De Ceuta aux Canaries : la crise migratoire révèle-t-elle une nouvelle guerre d’influence entre l’Espagne et le Maroc ?
En janvier 2024, j’examinais les liens géographiques et historiques entre le Sahara occidental et les îles Canaries. Deux ans plus tard, l’arrivée massive de migrants à Ceuta oblige à élargir l’analyse : les Canaries, le Sahara occidental, Ceuta et Melilla ne sont peut-être pas des dossiers séparés, mais différentes lignes de tension d’un même espace stratégique.
En janvier 2024, je publiais un premier article intitulé « Sahara occidental et Îles Canaries : un regard géopolitique et historique sur deux territoires convergents ».
Ce texte mettait principalement en évidence la proximité géographique entre les Canaries et les côtes africaines, l’héritage colonial espagnol ainsi que le statut toujours controversé du Sahara occidental. Il décrivait une carte.
La crise survenue à Ceuta les 30 et 31 juillet 2026 en révèle désormais le mécanisme.
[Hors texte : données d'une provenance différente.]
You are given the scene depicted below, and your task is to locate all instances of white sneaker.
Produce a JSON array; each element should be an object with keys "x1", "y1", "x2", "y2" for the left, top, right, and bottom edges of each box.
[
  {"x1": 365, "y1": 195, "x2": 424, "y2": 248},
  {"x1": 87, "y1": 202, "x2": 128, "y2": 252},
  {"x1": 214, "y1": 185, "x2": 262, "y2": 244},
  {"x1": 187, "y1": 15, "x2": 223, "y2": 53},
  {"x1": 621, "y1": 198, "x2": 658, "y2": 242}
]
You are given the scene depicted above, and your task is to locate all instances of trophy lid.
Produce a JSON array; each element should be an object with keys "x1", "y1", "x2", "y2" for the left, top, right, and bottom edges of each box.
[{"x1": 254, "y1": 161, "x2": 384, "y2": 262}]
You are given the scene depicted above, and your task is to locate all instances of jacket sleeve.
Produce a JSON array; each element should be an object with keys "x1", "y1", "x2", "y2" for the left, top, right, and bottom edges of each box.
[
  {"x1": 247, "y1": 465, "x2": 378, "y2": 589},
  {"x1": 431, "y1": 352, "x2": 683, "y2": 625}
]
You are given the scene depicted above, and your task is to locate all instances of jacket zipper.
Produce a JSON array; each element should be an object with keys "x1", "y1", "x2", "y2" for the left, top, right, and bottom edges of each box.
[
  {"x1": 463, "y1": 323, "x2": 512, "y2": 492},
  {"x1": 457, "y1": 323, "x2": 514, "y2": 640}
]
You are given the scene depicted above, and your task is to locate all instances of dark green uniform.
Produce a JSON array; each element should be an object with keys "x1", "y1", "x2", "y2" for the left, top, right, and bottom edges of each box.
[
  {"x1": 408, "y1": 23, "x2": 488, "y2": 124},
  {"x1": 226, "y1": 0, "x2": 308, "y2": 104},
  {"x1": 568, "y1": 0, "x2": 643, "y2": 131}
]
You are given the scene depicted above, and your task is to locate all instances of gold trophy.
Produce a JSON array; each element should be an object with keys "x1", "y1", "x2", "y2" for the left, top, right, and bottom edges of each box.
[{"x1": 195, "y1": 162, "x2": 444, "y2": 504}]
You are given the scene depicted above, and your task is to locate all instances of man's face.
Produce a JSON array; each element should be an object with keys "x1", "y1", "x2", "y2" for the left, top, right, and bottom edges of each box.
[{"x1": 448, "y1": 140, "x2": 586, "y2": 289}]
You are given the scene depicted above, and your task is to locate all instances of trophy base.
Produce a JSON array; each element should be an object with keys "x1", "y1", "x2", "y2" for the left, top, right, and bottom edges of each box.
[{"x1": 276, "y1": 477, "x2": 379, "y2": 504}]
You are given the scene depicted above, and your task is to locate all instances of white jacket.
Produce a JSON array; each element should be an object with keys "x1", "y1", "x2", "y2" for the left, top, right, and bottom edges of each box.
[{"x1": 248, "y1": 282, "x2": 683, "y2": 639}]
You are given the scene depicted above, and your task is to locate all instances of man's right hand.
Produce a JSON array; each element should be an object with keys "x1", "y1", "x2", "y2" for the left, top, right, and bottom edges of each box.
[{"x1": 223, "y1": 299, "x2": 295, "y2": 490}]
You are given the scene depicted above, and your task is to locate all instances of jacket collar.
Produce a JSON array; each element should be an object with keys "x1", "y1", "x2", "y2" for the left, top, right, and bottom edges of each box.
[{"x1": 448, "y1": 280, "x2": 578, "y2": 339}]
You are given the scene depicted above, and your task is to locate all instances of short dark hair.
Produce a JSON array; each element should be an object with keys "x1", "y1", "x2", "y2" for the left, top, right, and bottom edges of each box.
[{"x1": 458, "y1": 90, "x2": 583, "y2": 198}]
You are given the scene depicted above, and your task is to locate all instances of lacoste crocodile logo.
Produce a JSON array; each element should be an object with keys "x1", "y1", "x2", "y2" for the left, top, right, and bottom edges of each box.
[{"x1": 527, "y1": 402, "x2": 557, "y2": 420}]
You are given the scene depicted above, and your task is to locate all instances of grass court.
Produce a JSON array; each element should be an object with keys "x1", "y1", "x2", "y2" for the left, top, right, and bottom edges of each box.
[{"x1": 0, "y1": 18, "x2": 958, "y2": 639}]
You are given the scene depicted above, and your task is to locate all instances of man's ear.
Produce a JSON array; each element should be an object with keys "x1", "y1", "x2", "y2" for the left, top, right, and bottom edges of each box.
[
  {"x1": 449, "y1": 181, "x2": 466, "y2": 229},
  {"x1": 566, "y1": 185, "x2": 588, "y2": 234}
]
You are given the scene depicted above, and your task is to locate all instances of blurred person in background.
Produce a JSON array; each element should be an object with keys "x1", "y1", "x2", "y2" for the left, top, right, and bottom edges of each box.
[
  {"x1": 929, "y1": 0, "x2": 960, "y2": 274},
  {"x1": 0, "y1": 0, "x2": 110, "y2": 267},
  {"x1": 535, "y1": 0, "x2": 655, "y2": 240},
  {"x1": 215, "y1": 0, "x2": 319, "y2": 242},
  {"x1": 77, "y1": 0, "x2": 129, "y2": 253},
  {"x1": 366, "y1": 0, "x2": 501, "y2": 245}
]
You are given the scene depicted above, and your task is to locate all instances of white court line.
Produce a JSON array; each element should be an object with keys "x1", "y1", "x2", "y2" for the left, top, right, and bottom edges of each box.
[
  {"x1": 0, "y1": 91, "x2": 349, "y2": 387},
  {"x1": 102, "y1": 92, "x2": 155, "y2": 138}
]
Selon les estimations relayées par les autorités et plusieurs médias, entre 49 000 et 60 000 personnes auraient pénétré dans l’enclave espagnole en moins de vingt-quatre heures, principalement depuis le Maroc. Une partie importante d’entre elles serait ensuite retournée au Maroc, volontairement ou dans le cadre des procédures mises en œuvre par les deux pays. Le nombre exact d’entrées et le bilan humain restent encore variables selon les sources.
Face à cette situation, Pedro Sánchez a parlé d’une « violation de l’intégrité territoriale de l’Espagne ».
Mais il n’a pas désigné le Maroc comme responsable.
Le chef du gouvernement espagnol a accusé les réseaux de trafic d’êtres humains d’avoir exploité une récente décision judiciaire relative aux refoulements à la frontière. Il a parallèlement salué la coopération des autorités marocaines, qualifiant le Maroc d’allié et affirmant que le dialogue entre Madrid et Rabat demeurait constant.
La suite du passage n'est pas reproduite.